Smith’s friend and colleague, Berkeley Public Health professor Ralph Catalano, who frequently co-taught with him, said that Smith was the quintessential Berkeley professor. He was a brilliant scientist, he taught every introductory class he was asked to teach, and he had a strong moral compass: He was always committed to doing the right thing.
“I learned a lot about teaching from watching him,” Catalano said.
He was also a prolific publisher, with more than 400 articles in peer-reviewed journals and books on air pollution, climate change, energy, and development. He was last listed as a co-writer on a scientific paper on the global impact of atmospheric arsenic on June 5, only 10 days before his death.
And Smith did it all with a knack for one-on-one connection.
“He followed up with the people he worked within the early 1980s over the intervening decades to see how their lives had changed,” said Remais. “That’s the kind of person he was. He didn’t skate on top of all the issues he tackled, he was deeply invested in them at the interpersonal level.”
A beloved mentor
One of Smith’s most important legacies is the generations of scientists in the United States and around the globe that he trained not only in doing robust and innovative science but also in translating that research into practical actions.
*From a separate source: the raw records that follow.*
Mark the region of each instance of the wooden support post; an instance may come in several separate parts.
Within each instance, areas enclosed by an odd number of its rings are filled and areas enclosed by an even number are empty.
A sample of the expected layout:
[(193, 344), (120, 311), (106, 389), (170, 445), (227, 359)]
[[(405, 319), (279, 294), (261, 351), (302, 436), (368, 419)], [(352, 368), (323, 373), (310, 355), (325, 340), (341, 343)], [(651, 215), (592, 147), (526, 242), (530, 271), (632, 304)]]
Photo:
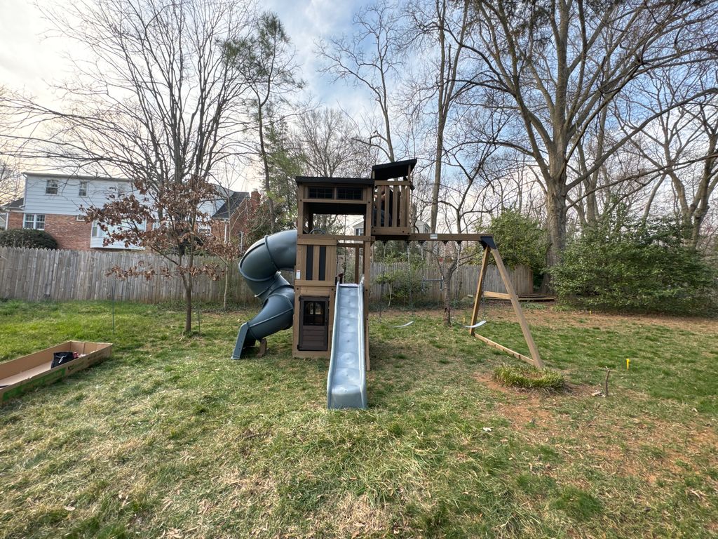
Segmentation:
[(361, 278), (359, 277), (359, 249), (358, 245), (354, 248), (354, 282), (357, 284)]
[[(490, 249), (490, 247), (487, 247), (486, 250), (488, 251)], [(516, 292), (513, 290), (513, 285), (511, 283), (511, 280), (508, 277), (508, 272), (503, 265), (503, 260), (501, 259), (501, 255), (498, 254), (498, 249), (491, 249), (491, 254), (493, 254), (494, 260), (496, 262), (496, 267), (498, 269), (498, 272), (503, 280), (503, 285), (506, 287), (506, 292), (511, 297), (511, 305), (513, 306), (513, 312), (516, 313), (516, 318), (518, 318), (518, 323), (521, 326), (523, 338), (526, 339), (526, 344), (528, 345), (528, 351), (531, 352), (531, 358), (533, 359), (533, 364), (539, 369), (543, 369), (544, 362), (541, 360), (541, 356), (538, 354), (538, 349), (536, 348), (536, 343), (533, 342), (533, 337), (531, 336), (531, 331), (528, 328), (528, 323), (523, 316), (523, 311), (521, 310), (521, 305), (518, 302), (518, 296), (516, 295)]]
[[(487, 246), (484, 247), (484, 256), (481, 259), (481, 270), (479, 271), (479, 281), (476, 283), (476, 295), (474, 296), (474, 310), (471, 311), (471, 322), (469, 326), (476, 323), (479, 315), (479, 303), (481, 302), (481, 295), (484, 290), (484, 278), (486, 277), (486, 267), (489, 264), (489, 256), (491, 254), (491, 249)], [(469, 335), (474, 334), (475, 328), (469, 330)]]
“Kirk was a remarkable mentor,” said protégé and former UC Berkeley School of Public Health graduate student Ajay Pillarisetti, now an assistant professor of environmental health at Emory University.
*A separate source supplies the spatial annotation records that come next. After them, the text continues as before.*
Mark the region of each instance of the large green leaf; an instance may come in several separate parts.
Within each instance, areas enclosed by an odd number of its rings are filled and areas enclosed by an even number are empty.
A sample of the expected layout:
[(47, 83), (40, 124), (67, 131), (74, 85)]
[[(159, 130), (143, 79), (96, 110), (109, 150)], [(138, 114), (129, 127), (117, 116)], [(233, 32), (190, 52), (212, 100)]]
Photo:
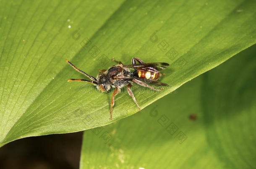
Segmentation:
[(132, 88), (143, 108), (255, 43), (253, 0), (2, 4), (1, 145), (104, 125), (138, 111), (131, 97), (120, 94), (109, 120), (111, 94), (68, 83), (84, 77), (66, 58), (94, 76), (113, 65), (113, 57), (125, 64), (135, 56), (170, 63), (162, 79), (170, 86), (162, 92)]
[(256, 54), (254, 45), (141, 113), (85, 131), (80, 168), (254, 168)]

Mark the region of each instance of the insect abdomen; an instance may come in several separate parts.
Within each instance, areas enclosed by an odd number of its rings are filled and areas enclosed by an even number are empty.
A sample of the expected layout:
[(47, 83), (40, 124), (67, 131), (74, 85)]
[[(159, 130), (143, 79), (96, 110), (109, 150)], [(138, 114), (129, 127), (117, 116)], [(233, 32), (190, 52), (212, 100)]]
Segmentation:
[(140, 78), (146, 78), (147, 79), (157, 79), (160, 76), (160, 73), (152, 73), (146, 70), (138, 70), (138, 76)]

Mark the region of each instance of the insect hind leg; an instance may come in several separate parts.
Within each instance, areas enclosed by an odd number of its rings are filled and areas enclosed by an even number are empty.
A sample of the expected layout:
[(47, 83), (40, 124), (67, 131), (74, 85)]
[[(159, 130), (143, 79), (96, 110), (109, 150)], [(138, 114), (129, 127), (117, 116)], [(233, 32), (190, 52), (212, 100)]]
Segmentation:
[(126, 88), (127, 88), (127, 91), (128, 91), (128, 93), (133, 98), (133, 101), (134, 101), (134, 102), (135, 102), (135, 103), (136, 103), (137, 107), (138, 107), (138, 110), (140, 111), (141, 111), (141, 109), (140, 108), (140, 106), (138, 106), (138, 103), (137, 103), (137, 101), (136, 101), (136, 99), (135, 99), (135, 98), (133, 96), (133, 92), (131, 91), (131, 89), (130, 88), (132, 86), (132, 85), (131, 83), (129, 83), (129, 84), (128, 84), (128, 85), (126, 86)]

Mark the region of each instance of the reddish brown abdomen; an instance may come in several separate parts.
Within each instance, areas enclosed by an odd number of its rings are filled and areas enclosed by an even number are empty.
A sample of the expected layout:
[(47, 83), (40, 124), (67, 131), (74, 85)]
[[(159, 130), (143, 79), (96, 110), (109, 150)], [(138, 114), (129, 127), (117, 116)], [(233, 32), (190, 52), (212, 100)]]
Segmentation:
[(140, 78), (146, 78), (147, 79), (156, 80), (160, 76), (160, 73), (152, 73), (147, 70), (139, 70), (137, 71), (138, 76)]

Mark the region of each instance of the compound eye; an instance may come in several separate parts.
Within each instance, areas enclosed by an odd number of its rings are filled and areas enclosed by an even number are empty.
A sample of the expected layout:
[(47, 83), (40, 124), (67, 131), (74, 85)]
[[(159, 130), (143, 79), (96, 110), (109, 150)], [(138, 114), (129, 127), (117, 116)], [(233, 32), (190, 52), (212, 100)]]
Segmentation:
[(101, 84), (99, 85), (99, 88), (100, 88), (100, 90), (102, 91), (106, 91), (106, 90), (105, 89), (105, 86), (103, 84)]

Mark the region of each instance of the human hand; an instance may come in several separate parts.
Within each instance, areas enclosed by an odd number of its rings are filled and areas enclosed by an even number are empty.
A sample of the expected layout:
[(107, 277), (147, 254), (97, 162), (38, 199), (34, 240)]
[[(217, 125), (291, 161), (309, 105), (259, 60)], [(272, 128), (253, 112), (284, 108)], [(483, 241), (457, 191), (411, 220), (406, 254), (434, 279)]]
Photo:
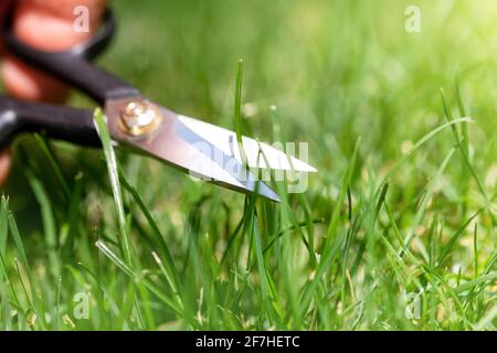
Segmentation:
[[(12, 0), (0, 3), (0, 24)], [(13, 31), (24, 43), (44, 51), (64, 51), (91, 38), (105, 10), (106, 0), (19, 0), (14, 13)], [(74, 9), (88, 9), (89, 31), (74, 30)], [(1, 29), (2, 26), (0, 26)], [(1, 38), (1, 35), (0, 35)], [(1, 78), (6, 92), (18, 99), (61, 104), (67, 99), (70, 89), (63, 83), (29, 67), (4, 53)], [(10, 153), (0, 152), (0, 184), (10, 169)]]

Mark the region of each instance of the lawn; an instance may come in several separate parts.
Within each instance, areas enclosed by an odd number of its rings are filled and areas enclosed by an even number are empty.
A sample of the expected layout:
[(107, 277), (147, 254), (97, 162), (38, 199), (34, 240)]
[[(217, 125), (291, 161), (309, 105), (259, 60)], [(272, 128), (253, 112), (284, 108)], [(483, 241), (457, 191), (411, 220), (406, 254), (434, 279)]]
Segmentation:
[(496, 329), (494, 1), (114, 8), (104, 67), (226, 128), (240, 108), (245, 135), (308, 142), (318, 173), (305, 193), (274, 184), (275, 204), (124, 151), (116, 169), (112, 148), (18, 139), (0, 329)]

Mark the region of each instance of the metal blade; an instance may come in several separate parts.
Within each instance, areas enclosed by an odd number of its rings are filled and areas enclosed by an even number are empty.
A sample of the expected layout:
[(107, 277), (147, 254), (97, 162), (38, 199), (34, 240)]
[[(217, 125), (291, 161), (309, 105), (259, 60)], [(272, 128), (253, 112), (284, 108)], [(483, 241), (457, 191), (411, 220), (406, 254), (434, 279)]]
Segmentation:
[[(234, 156), (239, 162), (242, 162), (242, 156), (236, 143), (235, 132), (182, 115), (179, 115), (178, 119), (182, 121), (191, 131), (210, 141), (224, 153)], [(317, 171), (314, 167), (294, 157), (287, 156), (267, 143), (258, 142), (248, 137), (242, 137), (242, 146), (243, 152), (246, 156), (246, 163), (250, 168), (296, 172)]]
[[(123, 111), (134, 101), (136, 98), (123, 98), (113, 99), (106, 104), (107, 126), (110, 136), (118, 145), (137, 149), (189, 173), (191, 176), (237, 192), (257, 193), (279, 202), (278, 195), (264, 182), (257, 181), (257, 178), (246, 171), (236, 158), (198, 135), (177, 114), (166, 108), (141, 100), (160, 116), (158, 125), (154, 126), (151, 131), (144, 130), (144, 133), (138, 133), (140, 131), (135, 129), (135, 125), (140, 124), (136, 119), (129, 126), (123, 126)], [(147, 120), (147, 115), (141, 115), (139, 118)], [(152, 120), (148, 119), (147, 121)], [(150, 124), (149, 126), (151, 126)]]

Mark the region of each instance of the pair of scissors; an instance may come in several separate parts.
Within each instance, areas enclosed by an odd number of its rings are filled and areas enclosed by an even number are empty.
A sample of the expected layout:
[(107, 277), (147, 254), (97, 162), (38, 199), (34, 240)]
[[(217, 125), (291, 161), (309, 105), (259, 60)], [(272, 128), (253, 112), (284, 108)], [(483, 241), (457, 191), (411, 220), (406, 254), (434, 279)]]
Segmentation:
[[(13, 6), (3, 29), (6, 45), (23, 62), (77, 88), (104, 107), (114, 145), (131, 148), (202, 180), (245, 193), (279, 201), (250, 169), (314, 172), (309, 164), (268, 145), (224, 128), (186, 117), (145, 97), (137, 88), (95, 66), (92, 60), (109, 44), (116, 22), (109, 9), (98, 33), (72, 50), (49, 53), (23, 44), (12, 31)], [(21, 132), (44, 132), (49, 138), (86, 147), (102, 147), (94, 109), (25, 103), (0, 95), (0, 147)], [(242, 158), (244, 153), (244, 158)], [(243, 162), (242, 162), (243, 161)]]

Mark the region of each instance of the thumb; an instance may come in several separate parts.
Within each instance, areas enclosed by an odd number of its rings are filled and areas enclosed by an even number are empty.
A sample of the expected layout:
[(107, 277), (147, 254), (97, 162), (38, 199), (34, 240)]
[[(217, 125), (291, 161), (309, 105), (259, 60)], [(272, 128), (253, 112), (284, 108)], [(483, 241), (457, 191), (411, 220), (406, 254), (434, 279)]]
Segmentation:
[[(9, 2), (0, 0), (0, 23)], [(68, 50), (89, 39), (102, 19), (105, 6), (106, 0), (20, 0), (13, 30), (21, 41), (39, 50)], [(88, 32), (74, 30), (77, 7), (87, 10)], [(3, 62), (1, 76), (6, 90), (20, 99), (63, 103), (68, 96), (68, 87), (64, 84), (10, 56)], [(9, 168), (9, 153), (0, 152), (0, 184), (7, 179)]]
“He worked tirelessly to amplify the voices and work of those he mentored,” said Pillarisetti. “He sung our praises widely, to any who would listen, and gave us his platform from which to launch our own. There are many of us—hundreds if not thousands of his former students and mentees—whose thinking, action, perspective, and approach to science, and to life, have been shaped by Kirk. This stands among his many substantial contributions to humanity.”
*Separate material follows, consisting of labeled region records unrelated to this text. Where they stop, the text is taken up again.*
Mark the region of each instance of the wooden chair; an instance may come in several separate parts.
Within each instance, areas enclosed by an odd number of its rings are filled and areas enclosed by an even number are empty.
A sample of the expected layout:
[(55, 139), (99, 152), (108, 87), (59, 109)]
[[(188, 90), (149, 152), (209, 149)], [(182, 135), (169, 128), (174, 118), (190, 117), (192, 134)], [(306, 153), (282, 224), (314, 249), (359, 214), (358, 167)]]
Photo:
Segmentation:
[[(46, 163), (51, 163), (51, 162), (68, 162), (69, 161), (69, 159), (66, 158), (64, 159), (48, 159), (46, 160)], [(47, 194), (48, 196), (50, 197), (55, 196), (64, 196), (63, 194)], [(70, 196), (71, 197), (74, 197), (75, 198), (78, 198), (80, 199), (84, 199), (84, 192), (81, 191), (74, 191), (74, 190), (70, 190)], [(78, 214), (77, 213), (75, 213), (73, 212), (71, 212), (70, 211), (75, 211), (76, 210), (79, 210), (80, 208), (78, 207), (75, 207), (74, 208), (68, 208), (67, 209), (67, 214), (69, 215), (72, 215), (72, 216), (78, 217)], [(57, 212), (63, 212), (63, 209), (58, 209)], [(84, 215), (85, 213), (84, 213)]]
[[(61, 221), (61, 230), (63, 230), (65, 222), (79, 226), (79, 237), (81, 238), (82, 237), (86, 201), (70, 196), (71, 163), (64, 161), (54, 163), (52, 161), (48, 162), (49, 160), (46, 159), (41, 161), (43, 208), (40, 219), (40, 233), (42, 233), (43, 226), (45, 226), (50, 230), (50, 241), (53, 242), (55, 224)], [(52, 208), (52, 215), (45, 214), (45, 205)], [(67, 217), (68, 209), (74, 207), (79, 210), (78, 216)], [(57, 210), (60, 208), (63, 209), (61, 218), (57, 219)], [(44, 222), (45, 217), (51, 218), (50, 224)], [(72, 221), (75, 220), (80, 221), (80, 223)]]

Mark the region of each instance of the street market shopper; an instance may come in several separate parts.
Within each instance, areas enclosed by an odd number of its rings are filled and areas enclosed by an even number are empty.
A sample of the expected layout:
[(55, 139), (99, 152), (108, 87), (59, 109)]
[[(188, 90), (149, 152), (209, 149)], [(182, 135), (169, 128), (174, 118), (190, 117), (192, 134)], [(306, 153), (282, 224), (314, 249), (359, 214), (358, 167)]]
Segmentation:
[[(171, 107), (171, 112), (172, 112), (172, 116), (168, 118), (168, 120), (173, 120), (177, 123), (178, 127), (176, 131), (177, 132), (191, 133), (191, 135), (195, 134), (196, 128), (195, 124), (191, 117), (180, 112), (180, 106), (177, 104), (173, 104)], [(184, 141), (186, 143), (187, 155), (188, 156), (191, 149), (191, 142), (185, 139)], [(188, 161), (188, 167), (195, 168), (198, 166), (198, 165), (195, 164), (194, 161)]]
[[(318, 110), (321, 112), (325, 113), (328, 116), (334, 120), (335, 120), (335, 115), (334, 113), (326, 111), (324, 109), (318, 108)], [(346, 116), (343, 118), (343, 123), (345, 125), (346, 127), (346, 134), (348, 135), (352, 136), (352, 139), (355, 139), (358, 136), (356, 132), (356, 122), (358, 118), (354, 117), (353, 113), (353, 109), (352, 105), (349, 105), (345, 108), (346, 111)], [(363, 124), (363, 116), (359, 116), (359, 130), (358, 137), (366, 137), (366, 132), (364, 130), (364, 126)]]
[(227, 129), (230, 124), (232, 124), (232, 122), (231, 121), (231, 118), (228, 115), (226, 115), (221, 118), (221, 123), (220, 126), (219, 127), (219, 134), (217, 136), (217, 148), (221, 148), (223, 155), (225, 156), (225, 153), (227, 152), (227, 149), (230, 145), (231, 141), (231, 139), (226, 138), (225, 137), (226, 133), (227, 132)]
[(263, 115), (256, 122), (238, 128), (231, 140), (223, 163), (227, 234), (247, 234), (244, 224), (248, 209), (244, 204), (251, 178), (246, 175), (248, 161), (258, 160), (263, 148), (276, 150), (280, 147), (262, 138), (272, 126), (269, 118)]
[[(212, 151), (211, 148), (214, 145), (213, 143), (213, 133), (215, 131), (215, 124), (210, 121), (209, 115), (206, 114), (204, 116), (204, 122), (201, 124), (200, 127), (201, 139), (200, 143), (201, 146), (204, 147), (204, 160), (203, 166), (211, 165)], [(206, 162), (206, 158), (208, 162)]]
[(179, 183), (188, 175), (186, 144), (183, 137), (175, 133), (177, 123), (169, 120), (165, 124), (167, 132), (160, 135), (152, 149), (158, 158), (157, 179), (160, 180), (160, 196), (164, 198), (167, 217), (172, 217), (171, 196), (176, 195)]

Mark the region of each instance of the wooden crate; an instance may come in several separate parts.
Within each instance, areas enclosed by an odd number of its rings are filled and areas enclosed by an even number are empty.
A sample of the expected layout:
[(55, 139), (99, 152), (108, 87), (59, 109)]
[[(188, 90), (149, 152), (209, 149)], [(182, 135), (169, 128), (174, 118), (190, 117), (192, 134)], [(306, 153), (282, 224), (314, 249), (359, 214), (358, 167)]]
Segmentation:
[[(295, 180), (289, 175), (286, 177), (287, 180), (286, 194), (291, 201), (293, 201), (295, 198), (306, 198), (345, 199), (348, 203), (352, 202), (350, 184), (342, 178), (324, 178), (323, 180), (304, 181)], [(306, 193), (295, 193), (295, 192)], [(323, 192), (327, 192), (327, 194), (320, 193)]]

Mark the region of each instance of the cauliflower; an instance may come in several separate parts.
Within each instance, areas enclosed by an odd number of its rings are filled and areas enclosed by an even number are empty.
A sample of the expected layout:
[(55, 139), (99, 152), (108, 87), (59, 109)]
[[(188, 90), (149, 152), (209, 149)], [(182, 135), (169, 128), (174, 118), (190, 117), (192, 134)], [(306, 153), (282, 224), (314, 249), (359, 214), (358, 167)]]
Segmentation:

“The world has just lost one of its greatest public health heroes.” — Michael Lu, dean of Berkeley Public Health
“The world has just lost one of its greatest public health heroes,” said Lu. “But Kirk will live on in the hearts of so many of us who count his friendship among our greatest blessings.”
In his later years, Smith focused on his work in India, especially nurturing the work of public health experts in that country.
A group of researchers that Smith mentored at the Sri Ramachandra Institute of Higher Education and Research wrote this tribute the day after he died: “Kirk taught us to believe in science and the power of systematic approaches. He taught us to learn from field experience. He guided each one of us, as we grew from being fledgling nothings to becoming passionate and respected professionals.”
In 1997, Smith was elected as a member of the U.S. National Academy of Sciences, one of the highest honors awarded to U.S. scientists by their peers. In addition to sharing a Nobel Prize, Smith received the Tyler Prize for Environmental Achievement—often called “The Nobel for the environment”—in 2012 and a Heinz Award in Environment in 2009. He also received visiting distinguished professorships at top universities in China, India, and Mongolia.
UC Berkeley honored him with a 2008 Chancellor’s Award for Research in the Public Interest and Smith was named one of 75 Most Influential Alums of the UC Berkeley School of Public Health in 2018.
Smith was also an enthusiastic beekeeper and fan of post-apocalyptic environmental fiction, who adored his grandchildren and remained tremendously proud of the work done by his wife and daughter.
Smith is survived by his wife of 42 years, Joan Diamond of Berkeley, daughter Nadia Diamond-Smith and her husband, Vanja Torbica, of Berkeley, and two grandchildren, Miro and Zoja.